Parmi les quatre grandes missions historiques assignées à ce ministère – encourager la création, protéger et valoriser notre patrimoine, assurer le rayonnement international de la culture française et démocratiser l’accès de nos concitoyens à la culture –, cette dernière, qui est pourtant la légitimation première de toute politique publique dans un État démocratique digne de ce nom reste pourtant sur un échec patent. « La culture pour tous » est en effet loin d’être une réalité dans notre pays. La dernière grande étude conduite par le ministère sur les pratiques culturelles, qui date de près de dix ans, souligne que 52 % de nos concitoyens ont une fréquentation nulle ou très exceptionnelle des équipements culturels. Certes, nos grands établissements culturels – en particulier les musées – enregistrent des niveaux élevés de fréquentation, mais leur clientèle est de plus en plus touristique et étrangère.

Durant le dernier quinquennat, les ministres de la culture qui se sont succédé ont, de façon un peu malhabile, tenté de justifier les moyens qui leur étaient alloués par un discours de nature toujours plus économique – attractivité touristique du pays, nombre d’emplois induits, retombées économiques du secteur… –, reléguant de fait la démocratisation de la culture au rang d’objectif louable, mais non prioritaire…

Au mois de mai dernier dans les colonnes du Monde, Michel Guerrin posait crûment cette question : « Comment séduire les 50 % de Français exclus de la culture ? Disons-le brutalement, la culture est le seul secteur où les pauvres paient des impôts qui contribuent à construire une offre qui ne profite qu’aux riches. » Il poursuivait en rappelant que le problème de l’accès à la culture se pose non seulement en termes d’inégalités sociales, mais également en termes géographiques : « Nos flambeaux culturels sont plantés dans les grandes villes et, plus que cela, au centre de ces métropoles : le déséquilibre entre territoires est vertigineux. »

Dans un rapport de 2004, trop prestement passé aux oubliettes, Bernard Latarjet pointait déjà un inquiétant paradoxe : le nombre d’artistes et de spectacles ne cesse d’augmenter depuis trente ans, alors que le public de l’offre culturelle stagne.

C’est bien pour cette raison que le Président de la République a choisi de faire de l’accès à la culture sa priorité.

À quoi servent en effet une politique de soutien à la création, une politique de préservation et d’enrichissement du patrimoine national, une politique d’acquisitions d’œuvres et d’édification de nouveaux établissements, si celles-ci ne sont pas accompagnées d’une vigoureuse politique de diffusion et d’accessibilité sur tout le territoire national et d’un réel effort à destination de l’ensemble du corps social et plus seulement d’une petite élite culturelle ?

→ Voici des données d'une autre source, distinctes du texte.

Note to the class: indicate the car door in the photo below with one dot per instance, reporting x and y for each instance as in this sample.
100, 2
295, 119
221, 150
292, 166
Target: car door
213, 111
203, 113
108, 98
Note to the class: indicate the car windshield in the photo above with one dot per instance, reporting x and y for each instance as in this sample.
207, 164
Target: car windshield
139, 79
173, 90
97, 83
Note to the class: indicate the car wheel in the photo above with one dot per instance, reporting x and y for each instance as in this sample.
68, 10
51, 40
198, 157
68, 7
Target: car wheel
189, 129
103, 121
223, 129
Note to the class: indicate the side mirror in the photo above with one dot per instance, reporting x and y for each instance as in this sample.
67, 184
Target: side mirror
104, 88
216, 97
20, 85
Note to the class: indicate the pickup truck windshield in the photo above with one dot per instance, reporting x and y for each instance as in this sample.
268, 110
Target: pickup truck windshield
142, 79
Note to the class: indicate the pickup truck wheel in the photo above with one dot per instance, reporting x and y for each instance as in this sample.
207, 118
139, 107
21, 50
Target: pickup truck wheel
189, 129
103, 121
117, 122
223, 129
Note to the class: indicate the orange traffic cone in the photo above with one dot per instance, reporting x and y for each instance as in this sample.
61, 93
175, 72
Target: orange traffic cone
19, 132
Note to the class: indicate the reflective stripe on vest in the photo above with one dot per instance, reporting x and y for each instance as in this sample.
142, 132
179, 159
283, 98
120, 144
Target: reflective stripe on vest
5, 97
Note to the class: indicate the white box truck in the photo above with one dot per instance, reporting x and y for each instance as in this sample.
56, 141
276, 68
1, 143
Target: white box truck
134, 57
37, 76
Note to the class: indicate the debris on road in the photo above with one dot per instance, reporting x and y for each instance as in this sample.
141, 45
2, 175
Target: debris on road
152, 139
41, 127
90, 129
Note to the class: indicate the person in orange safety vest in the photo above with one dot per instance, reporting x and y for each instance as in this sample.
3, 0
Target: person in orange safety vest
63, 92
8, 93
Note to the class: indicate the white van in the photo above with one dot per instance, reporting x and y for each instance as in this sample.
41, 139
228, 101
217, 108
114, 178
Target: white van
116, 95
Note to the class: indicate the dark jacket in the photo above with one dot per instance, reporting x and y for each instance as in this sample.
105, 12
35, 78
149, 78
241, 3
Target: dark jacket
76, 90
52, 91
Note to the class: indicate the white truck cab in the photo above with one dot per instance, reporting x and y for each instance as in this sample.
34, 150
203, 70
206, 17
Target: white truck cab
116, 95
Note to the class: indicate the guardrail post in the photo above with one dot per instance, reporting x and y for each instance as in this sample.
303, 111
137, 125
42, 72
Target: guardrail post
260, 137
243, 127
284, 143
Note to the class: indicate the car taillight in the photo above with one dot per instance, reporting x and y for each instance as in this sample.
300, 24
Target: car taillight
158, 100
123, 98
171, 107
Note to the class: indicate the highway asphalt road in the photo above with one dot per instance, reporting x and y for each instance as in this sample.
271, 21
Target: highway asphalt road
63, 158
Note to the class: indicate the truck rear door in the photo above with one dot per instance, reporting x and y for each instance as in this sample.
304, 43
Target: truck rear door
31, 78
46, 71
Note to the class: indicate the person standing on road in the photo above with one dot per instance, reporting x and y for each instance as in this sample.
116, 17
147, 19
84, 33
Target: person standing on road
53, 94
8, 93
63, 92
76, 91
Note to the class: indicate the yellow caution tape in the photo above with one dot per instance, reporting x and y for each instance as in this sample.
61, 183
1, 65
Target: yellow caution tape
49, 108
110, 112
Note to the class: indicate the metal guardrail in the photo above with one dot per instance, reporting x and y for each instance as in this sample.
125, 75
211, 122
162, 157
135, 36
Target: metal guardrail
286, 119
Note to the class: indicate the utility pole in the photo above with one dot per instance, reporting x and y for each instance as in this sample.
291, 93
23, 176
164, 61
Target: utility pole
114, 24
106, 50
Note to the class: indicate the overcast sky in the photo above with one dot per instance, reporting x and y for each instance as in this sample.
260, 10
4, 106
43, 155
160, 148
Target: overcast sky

À quoi cela sert-il si nous ne savons pas nous adapter aux nouvelles pratiques culturelles de la jeunesse afin de mieux leur transmettre notre richesse artistique et patrimoniale en pleine intelligence et complémentarité avec les moyens déployés par notre système éducatif ?

Cette volonté politique d’affronter enfin le défi de l’accessibilité de la culture de qualité au plus grand nombre, c’est celle qui, dans cette mission budgétaire, s’incarne notamment à travers une augmentation très sensible des crédits de soutien à la démocratisation et à l’éducation artistique et culturelle : 173 millions d'euros en 2018, contre 119 millions d'euros programmés pour 2017.

Faire davantage circuler sur tout le territoire les grandes œuvres que recèlent nos musées parisiens, faire tourner en France les spectacles mis en scène par nos grands théâtres nationaux, élargir encore les horaires d’ouverture de nos bibliothèques et de nos musées et – plus qu’une cerise sur le gâteau – préfigurer la mise en place d’un pass culture destiné à notre jeunesse, en prenant au préalable soin de dresser un véritable état des politiques tarifaires existantes, de bien circonscrire les champs culturels concernés pour mieux calibrer cette offre et les moyens pour la faire connaître afin de la rendre effective et performante dès le courant de l’année 2019, c’est bien cela dont la mission « culture » pour 2018 est le nom. L’enjeu est de taille.

Vous l’aurez compris, mes chers collègues, c’est sans réserve que le groupe La République En Marche votera les crédits de cette mission.